Par Mohamed Touileb
Interviewé par «Le Parisien», Nordine Kourichi a fait une analyse instantanée de la participation en cours de l’équipe nationale dans la CAN-2021. L’ancien adjoint de Vahid Halilhodzic chez les «Verts» a essayé d’expliquer les défaillances des deux premières rencontres. En outre, il a semblé est certain de la faculté des «Fennecs» à repartir de l’avant et se qualifier pour la prochaine étape.
Comme bon nombre de personnes, l’ancien défenseur de la sélection algérienne n’a pas imaginé que «l’Algérie se retrouve avec un point en deux matchs». D’après lui, il y a eu une mauvaise approche de la compétition en plus d’avoir des Fennecs qui ne sont pas vraiment au rendez-vous. En effet, Kourichi pense que «peut-être qu’en effet on est resté trop focalisés sur notre série de 35 matchs sans défaite ou sur la victoire à la Coupe Arabe. Je pense qu’on croyait que ce 1er tour servirait juste de rodage pour les phases finales».

«Slimani a été mal-utilisé»
En outre, il juge que «beaucoup n’ont pas joué à leur niveau habituel. Mahrez, mais j’ai aussi trouvé Bennacer fatigué et Belaïli moins tranchant. Moi, j’adore Slimani, mais il a été mal-utilisé. Il est surtout dépendant des centres car il est bon de la tête. Mais s’il n’y a personne pour lui donner de bons ballons, il ne peut rien apporter».

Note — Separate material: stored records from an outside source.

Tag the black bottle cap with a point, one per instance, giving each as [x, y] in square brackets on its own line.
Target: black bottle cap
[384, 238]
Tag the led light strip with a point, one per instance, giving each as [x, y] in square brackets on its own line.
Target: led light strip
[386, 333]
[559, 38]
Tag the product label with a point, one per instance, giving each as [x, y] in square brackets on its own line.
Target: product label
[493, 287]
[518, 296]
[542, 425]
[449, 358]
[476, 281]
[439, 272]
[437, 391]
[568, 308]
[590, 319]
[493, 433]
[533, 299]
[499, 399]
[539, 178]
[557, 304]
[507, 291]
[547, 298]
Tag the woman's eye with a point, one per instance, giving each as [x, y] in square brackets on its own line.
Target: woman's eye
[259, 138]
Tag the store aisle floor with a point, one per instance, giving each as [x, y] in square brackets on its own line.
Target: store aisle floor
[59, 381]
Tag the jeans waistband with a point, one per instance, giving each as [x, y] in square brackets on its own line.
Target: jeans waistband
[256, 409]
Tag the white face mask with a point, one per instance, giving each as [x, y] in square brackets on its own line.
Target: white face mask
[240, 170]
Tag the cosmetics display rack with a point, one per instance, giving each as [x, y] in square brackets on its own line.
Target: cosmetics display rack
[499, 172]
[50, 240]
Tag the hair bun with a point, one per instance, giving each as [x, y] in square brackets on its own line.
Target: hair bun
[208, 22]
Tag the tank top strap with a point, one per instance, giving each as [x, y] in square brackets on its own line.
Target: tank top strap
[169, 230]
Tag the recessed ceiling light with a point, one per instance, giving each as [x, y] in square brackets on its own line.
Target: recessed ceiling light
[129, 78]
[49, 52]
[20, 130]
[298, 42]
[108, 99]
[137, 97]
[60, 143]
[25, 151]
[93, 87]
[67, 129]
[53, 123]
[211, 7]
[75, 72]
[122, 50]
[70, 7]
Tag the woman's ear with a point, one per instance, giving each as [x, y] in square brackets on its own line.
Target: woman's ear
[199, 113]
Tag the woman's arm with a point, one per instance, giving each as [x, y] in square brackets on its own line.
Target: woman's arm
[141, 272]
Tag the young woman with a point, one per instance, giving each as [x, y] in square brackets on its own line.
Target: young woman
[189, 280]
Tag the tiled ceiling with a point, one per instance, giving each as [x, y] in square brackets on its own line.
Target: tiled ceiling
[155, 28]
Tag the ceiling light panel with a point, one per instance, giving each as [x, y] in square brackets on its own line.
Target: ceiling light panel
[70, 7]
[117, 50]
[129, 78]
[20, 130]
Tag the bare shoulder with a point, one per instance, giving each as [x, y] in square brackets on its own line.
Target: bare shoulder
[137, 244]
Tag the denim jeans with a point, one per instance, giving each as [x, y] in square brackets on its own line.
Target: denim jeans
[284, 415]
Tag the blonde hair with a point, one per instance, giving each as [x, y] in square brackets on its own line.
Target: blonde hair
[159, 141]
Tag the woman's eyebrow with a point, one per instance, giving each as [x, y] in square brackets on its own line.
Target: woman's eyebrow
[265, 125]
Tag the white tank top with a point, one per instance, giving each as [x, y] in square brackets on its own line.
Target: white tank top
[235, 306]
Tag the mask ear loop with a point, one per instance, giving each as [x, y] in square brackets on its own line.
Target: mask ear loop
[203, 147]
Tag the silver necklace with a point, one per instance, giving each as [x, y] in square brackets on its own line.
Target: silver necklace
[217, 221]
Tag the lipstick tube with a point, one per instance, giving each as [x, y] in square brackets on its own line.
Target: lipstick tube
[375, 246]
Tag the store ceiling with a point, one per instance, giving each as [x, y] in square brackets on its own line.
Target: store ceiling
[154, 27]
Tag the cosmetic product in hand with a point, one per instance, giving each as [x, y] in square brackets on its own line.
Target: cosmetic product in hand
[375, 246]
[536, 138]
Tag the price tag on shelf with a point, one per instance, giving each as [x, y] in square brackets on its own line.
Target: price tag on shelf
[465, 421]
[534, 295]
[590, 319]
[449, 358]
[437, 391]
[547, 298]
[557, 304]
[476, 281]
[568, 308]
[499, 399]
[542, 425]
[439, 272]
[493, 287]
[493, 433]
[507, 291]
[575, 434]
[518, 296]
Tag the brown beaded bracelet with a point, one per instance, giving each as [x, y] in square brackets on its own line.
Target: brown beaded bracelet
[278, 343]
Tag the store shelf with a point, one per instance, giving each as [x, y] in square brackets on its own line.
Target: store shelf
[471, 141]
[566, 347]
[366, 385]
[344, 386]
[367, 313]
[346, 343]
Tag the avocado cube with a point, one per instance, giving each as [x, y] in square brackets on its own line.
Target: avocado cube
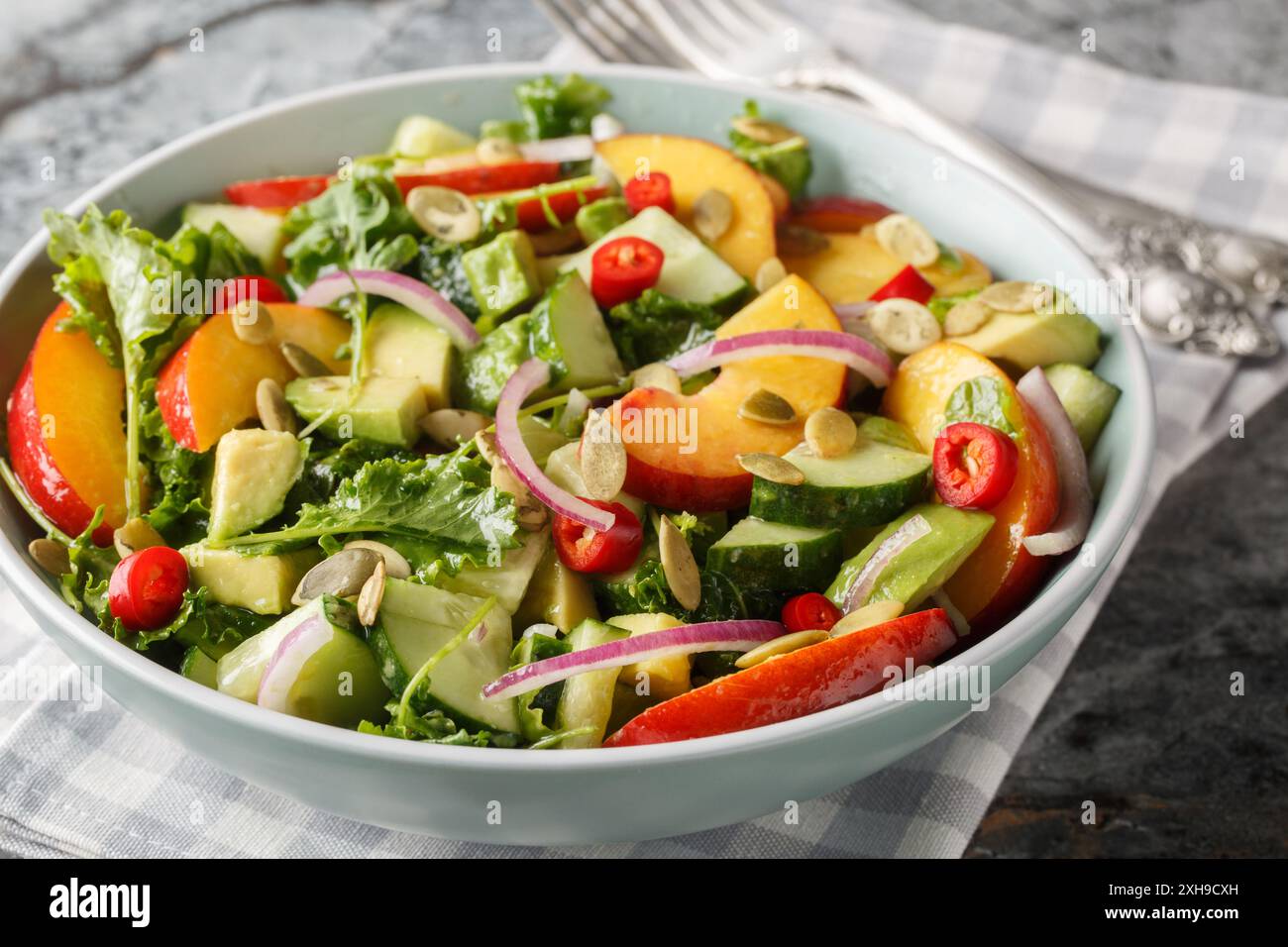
[400, 343]
[599, 217]
[386, 410]
[502, 273]
[254, 472]
[263, 583]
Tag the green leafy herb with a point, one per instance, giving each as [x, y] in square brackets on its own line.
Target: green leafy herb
[108, 273]
[656, 326]
[789, 161]
[983, 399]
[553, 108]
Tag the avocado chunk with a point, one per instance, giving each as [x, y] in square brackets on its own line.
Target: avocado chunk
[416, 621]
[1060, 334]
[420, 137]
[336, 684]
[254, 472]
[262, 583]
[557, 595]
[483, 369]
[502, 273]
[923, 566]
[386, 410]
[257, 230]
[568, 333]
[599, 217]
[692, 270]
[400, 343]
[1087, 398]
[507, 581]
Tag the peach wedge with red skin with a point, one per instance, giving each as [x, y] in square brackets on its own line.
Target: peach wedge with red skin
[65, 436]
[207, 386]
[695, 166]
[703, 474]
[1000, 574]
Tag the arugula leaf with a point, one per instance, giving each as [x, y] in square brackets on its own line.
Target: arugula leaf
[656, 326]
[553, 108]
[445, 500]
[789, 161]
[983, 399]
[107, 260]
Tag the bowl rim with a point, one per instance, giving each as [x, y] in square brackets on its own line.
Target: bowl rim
[1115, 521]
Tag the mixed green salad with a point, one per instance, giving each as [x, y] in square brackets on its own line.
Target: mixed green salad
[561, 436]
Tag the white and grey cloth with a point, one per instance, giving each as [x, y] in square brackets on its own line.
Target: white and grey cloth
[106, 784]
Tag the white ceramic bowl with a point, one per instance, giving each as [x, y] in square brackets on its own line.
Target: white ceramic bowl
[576, 795]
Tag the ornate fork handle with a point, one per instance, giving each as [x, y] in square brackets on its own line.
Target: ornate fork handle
[1181, 281]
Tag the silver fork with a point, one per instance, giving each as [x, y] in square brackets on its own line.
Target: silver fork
[1186, 283]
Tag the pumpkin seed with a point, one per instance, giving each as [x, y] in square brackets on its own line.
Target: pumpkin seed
[450, 427]
[966, 317]
[1017, 295]
[679, 566]
[343, 574]
[395, 564]
[831, 433]
[868, 616]
[769, 274]
[485, 442]
[301, 361]
[798, 240]
[274, 414]
[497, 151]
[761, 131]
[784, 644]
[603, 459]
[445, 213]
[767, 407]
[51, 556]
[905, 325]
[906, 240]
[134, 535]
[372, 595]
[772, 468]
[712, 213]
[252, 322]
[657, 375]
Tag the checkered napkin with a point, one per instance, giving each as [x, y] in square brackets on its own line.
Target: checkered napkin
[75, 783]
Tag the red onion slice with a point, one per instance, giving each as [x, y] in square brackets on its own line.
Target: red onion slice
[896, 543]
[683, 639]
[1074, 521]
[413, 294]
[532, 375]
[283, 669]
[837, 347]
[559, 150]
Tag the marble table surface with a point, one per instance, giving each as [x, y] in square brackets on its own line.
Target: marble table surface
[1141, 722]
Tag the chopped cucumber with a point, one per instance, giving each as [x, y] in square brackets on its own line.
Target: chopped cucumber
[415, 622]
[692, 270]
[921, 569]
[871, 484]
[1087, 398]
[780, 557]
[588, 697]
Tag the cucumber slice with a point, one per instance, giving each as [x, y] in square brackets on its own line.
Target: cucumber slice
[415, 622]
[588, 698]
[919, 570]
[871, 484]
[778, 557]
[259, 231]
[196, 665]
[1087, 398]
[692, 270]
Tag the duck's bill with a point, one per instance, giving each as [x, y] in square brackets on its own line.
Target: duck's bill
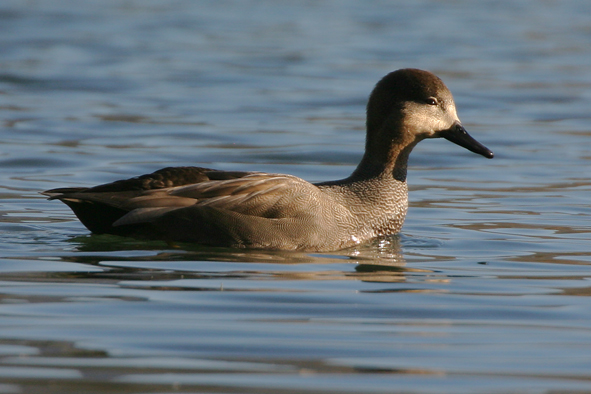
[458, 135]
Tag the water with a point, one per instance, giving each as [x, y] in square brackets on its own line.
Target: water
[485, 291]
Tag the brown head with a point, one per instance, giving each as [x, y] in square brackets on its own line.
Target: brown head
[407, 106]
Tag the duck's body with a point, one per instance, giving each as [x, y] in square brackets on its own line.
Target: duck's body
[275, 211]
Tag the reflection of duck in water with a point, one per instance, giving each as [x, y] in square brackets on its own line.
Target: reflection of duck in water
[275, 211]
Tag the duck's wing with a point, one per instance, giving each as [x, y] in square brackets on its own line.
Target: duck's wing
[221, 208]
[100, 206]
[261, 210]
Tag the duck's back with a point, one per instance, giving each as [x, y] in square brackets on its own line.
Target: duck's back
[242, 209]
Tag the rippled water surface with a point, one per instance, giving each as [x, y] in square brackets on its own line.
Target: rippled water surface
[485, 290]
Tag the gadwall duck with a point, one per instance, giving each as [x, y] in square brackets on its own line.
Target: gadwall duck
[284, 212]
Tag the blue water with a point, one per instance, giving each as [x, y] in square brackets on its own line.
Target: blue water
[485, 290]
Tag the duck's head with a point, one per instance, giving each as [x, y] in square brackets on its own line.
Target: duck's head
[409, 105]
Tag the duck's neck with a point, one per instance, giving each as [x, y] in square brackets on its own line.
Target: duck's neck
[385, 160]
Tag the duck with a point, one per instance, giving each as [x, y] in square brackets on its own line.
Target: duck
[258, 210]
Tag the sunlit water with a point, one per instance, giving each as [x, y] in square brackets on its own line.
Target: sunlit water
[485, 291]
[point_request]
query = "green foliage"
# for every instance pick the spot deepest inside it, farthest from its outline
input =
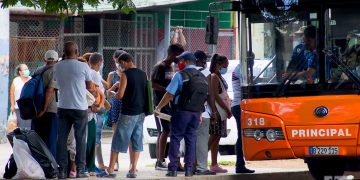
(69, 6)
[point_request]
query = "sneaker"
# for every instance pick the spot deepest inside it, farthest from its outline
(244, 170)
(205, 173)
(131, 175)
(106, 174)
(81, 174)
(180, 170)
(161, 166)
(116, 167)
(72, 174)
(218, 169)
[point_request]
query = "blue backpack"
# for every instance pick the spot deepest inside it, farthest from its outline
(32, 96)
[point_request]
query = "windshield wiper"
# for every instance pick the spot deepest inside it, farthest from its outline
(343, 67)
(286, 81)
(262, 71)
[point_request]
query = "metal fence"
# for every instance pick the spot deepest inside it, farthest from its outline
(195, 40)
(136, 37)
(30, 38)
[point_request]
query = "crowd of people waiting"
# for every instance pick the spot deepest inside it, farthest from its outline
(71, 120)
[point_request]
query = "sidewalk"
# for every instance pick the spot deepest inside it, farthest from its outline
(146, 164)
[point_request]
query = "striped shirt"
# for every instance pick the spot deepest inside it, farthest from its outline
(236, 83)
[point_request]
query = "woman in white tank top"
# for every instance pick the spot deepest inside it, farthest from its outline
(23, 76)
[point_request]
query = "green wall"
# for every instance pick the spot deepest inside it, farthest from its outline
(196, 18)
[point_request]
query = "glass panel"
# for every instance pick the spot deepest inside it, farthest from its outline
(281, 51)
(343, 41)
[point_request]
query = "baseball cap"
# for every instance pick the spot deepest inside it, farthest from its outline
(51, 55)
(201, 55)
(185, 55)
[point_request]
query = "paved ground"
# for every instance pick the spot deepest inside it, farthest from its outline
(146, 164)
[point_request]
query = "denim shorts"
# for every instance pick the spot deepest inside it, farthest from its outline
(129, 129)
(99, 127)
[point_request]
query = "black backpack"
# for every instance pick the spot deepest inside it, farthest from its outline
(10, 168)
(194, 91)
(32, 95)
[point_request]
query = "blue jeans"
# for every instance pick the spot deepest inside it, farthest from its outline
(129, 129)
(47, 128)
(78, 119)
(240, 162)
(183, 126)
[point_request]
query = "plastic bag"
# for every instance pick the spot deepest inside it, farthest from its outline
(12, 122)
(28, 167)
(38, 149)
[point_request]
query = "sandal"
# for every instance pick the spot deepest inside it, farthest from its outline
(131, 175)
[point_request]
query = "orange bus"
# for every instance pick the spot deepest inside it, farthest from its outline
(314, 116)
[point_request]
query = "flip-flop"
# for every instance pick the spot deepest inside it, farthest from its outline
(131, 175)
(116, 167)
(106, 174)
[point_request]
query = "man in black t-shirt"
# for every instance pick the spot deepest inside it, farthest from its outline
(161, 77)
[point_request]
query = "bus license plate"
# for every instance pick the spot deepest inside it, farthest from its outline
(324, 150)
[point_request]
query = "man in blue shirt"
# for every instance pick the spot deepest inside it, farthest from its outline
(304, 60)
(184, 122)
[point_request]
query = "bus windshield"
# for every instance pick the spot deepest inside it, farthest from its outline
(289, 57)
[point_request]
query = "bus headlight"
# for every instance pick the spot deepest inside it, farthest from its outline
(258, 134)
(271, 134)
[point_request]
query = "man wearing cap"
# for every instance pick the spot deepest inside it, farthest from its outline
(184, 120)
(304, 60)
(45, 125)
(202, 133)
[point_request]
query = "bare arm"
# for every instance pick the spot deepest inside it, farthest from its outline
(12, 97)
(102, 97)
(158, 87)
(215, 82)
(106, 85)
(211, 99)
(123, 84)
(109, 79)
(164, 101)
(107, 105)
(49, 94)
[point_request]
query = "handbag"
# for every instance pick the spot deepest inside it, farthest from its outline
(225, 97)
(12, 122)
(149, 101)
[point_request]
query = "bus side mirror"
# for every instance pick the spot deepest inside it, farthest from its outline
(212, 30)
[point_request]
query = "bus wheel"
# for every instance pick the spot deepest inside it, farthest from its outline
(321, 167)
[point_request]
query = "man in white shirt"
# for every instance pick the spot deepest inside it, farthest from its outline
(73, 78)
(202, 133)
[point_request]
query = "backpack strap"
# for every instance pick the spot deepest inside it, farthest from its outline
(45, 68)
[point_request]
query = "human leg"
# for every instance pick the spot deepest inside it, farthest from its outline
(90, 148)
(80, 122)
(98, 150)
(178, 128)
(64, 126)
(190, 142)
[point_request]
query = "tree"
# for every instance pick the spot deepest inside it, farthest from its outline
(69, 6)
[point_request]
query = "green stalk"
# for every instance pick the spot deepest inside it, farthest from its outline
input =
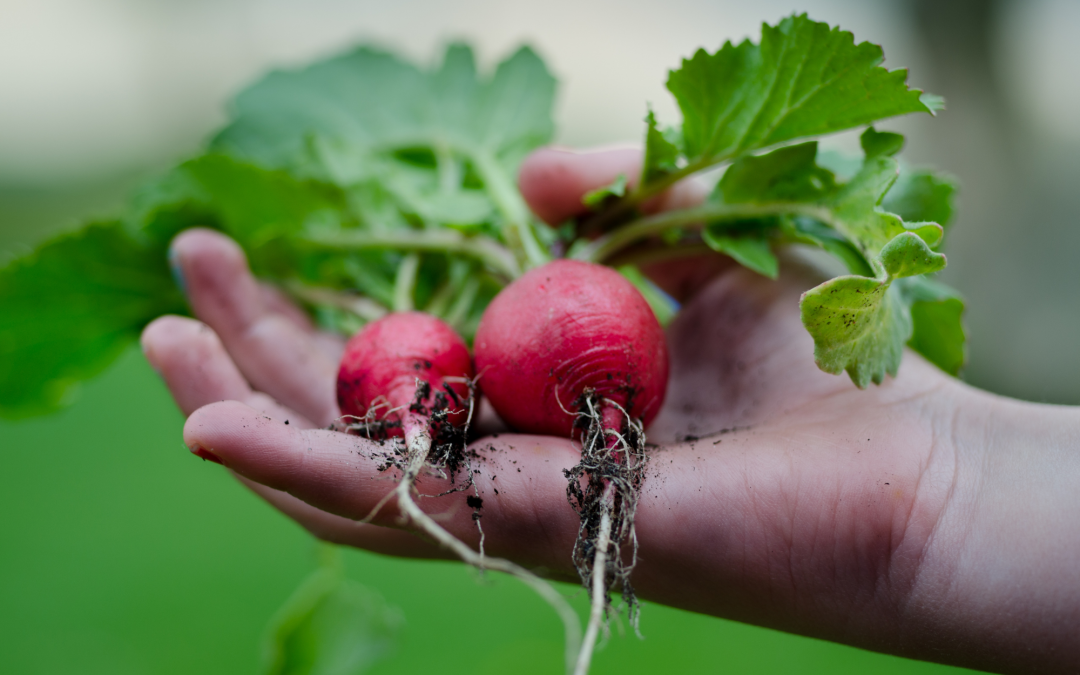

Par ailleurs, les adversaires joués par l’EN, à savoir la Sierra Leone et la Guinée équatoriale, «ont joué avec un engagement total, en mettant du rythme et de l’agressivité. Dimanche, la Guinée équatoriale a imposé un combat physique auquel l’Algérie n’a pas pu répondre», estime-t-il. Celui qui était sur le banc d’ «El-Khadra» lors de la Coupe du Monde 2014 au Brésil rappelle que «l’Algérie, c’est de la créativité dans l’animation offensive, du jeu vers l’avant et des individualités qui portent le collectif. Mais on n’a rien vu de tout ça» non sans estimer qu’«on a manqué de justesse dans la dernière passe, le dernier geste. Après, on a eu huit occasions. Si on gagne 4-0, il n’y a pas à redire».

Plus un problème d’état d’esprit
Après deux journées, les Guerriers du Désert se retrouvent au bord du gouffre. Toutefois, Tout n’est pas perdu aux yeux de Kourichi. Pour lui, «ce groupe est expérimenté. Il a de l’assurance et saura faire abstraction de l’environnement. Il faut juste qu’il retrouve son efficacité offensive. On est certes sur le fil du rasoir. Mais l’Algérie n’a pas perdu son jeu du jour au lendemain. Je crois à un sursaut contre les Ivoiriens».
En revanche, il y a un point qui le préoccupe. C’est que «cette équipe n’a pas l’assurance qu’elle a eu en défense. Mais je ne pense pas qu’il faille tout changer. Il faut continuer à s’appuyer sur ce 4-3-3 tout en montrant d’avantage d’application». C’est ce qu’il préconise.